Twice yesterday I saw examples of unexpected dances being born and delivered into the world as unselfconscious expressions of beauty. In the first instance, an old woman in a wheelchair told me explicitly that she could not dance to my violin music. “My body,” she told me, “would not do that.” Fortunately I did not accept her answer. I gave to her one end of a long shimmering purple strip of sari cloth and delivered the other end of the fabric to a standing woman who had already been up and moving with the music for some time. I showed the sitting woman how small movements with her hands holding the cloth translated into larger waves in the undulating fabric. I assured her that she could pass the cloth to her seated neighbor at any time she wanted but encouraged her to play with it for a while. Then I began to play a waltz. Throughout the room other people were moving with large red and white pieces of fabric. A riotous scene unfolded before us as the seated woman tentatively began her dance and then enthusiastically expanded it. It was a gift to see her discovery unfold. Although we thanked each other multiple times afterwards it wasn’t really until later in the evening when I was responding to another dance that something clicked in my mind and I remembered and felt once again the joy of those earlier moments of spontaneous expression.   

The other dance was very different in character from the first. It was marked by connection to deep stillness. It happened in the Wednesday evening improvisation class. We started as a circle of eight people. We were fresh and empty from our stretching and breathing activities. We focused our awareness on our internal environment, our connection to the earth, and in a gentle and unfocused way to each other. The dance was born in silence. Some of us moved out into the space around a slow almost unmoving core that coalesced around one dancer’s amazing inner stillness.
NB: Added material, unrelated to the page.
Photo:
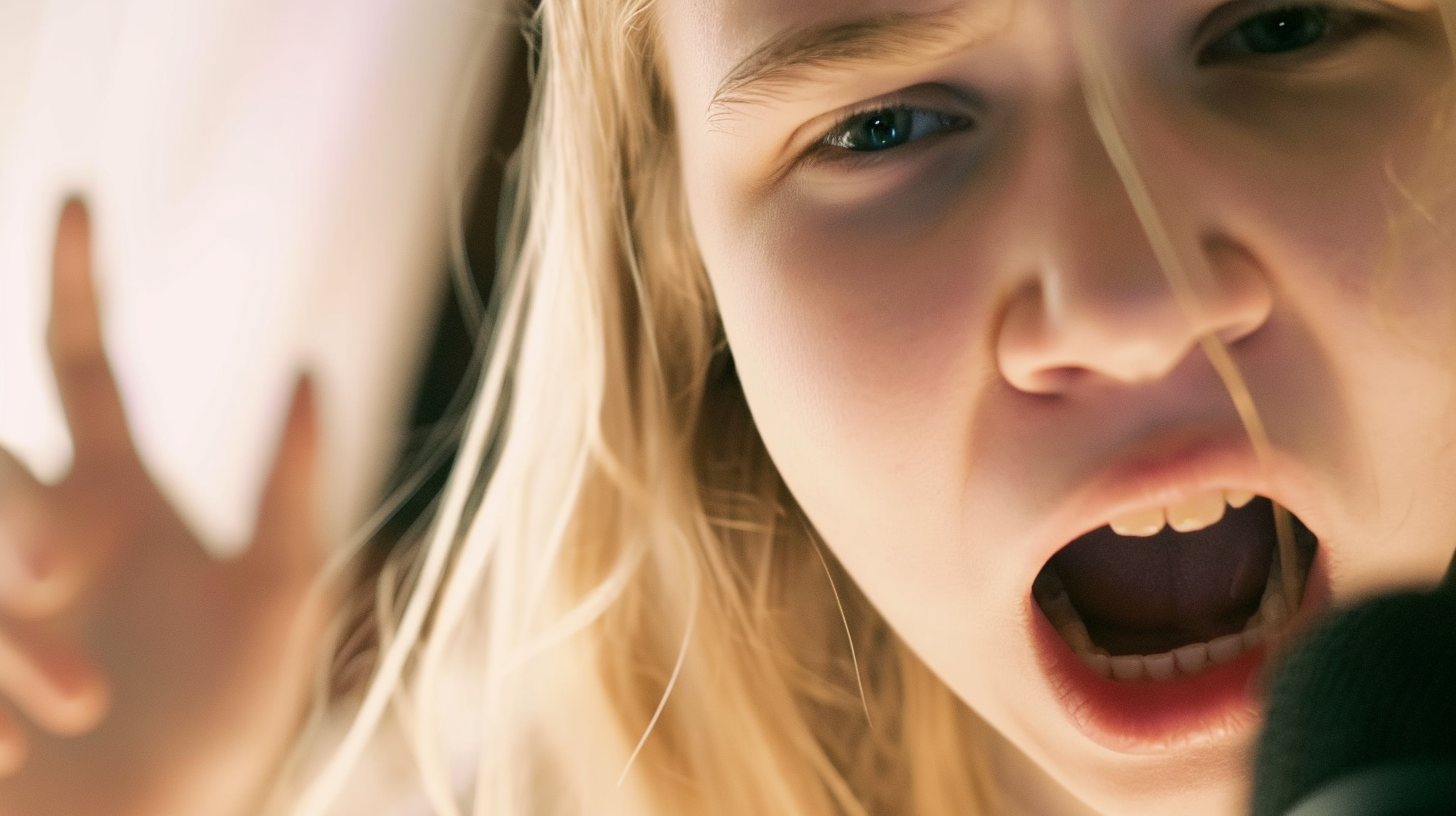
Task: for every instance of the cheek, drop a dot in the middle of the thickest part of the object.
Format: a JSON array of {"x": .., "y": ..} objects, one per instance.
[{"x": 845, "y": 330}]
That stillness grew, enfolding the neighboring dancers into a living embodiment of connection to an almost imperceptible rhythm; a rhythm that exists but which is often hidden under the rush of life’s motion in our modern world. Even as some of the other dancers found and connected to a faster audible rhythm of footsteps on the floor and slaps upon thighs, the central core of still dancers stayed with their focus. (In fact they later reported that they had not even heard the other rhythm which swirled for some time around them.) It was that focus which remained and continued to develop after the surrounding more frenetic dancers had slowed to stillness and shifted into the role of audience. Meanwhile the center trio had found physical connection with one another and through small and deliberate gestures their unified consciousness found its voice in the movement of a hand and the subtle shifting of weight. The world held its breath until we found a collective sigh of appreciation for the moment. 
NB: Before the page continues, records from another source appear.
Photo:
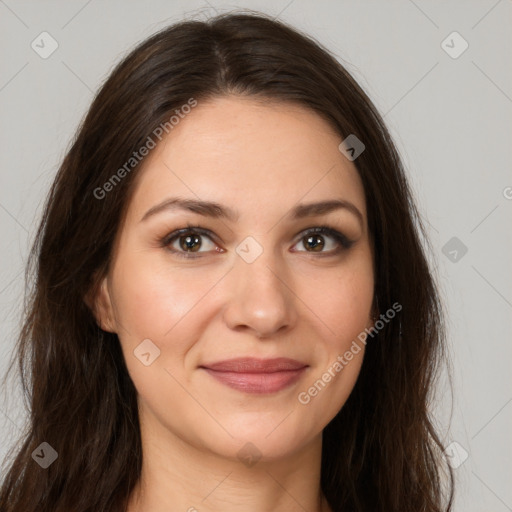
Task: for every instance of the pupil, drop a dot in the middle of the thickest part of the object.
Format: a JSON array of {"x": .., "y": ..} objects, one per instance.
[
  {"x": 316, "y": 246},
  {"x": 189, "y": 242}
]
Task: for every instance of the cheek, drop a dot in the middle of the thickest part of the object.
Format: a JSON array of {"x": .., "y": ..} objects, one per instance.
[{"x": 341, "y": 300}]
Later we discussed the dance and one of the core dancers told of her experience so different from that which she normally lives. She expressed her amazement and joy for the dance that had arisen and in whose creation she had participated. It was in that moment when I remembered the earlier dance of the seated woman and made a mental connection between the two dances which both brought new discoveries to light. Knowing that I had been there--it made me feel glad to be alive.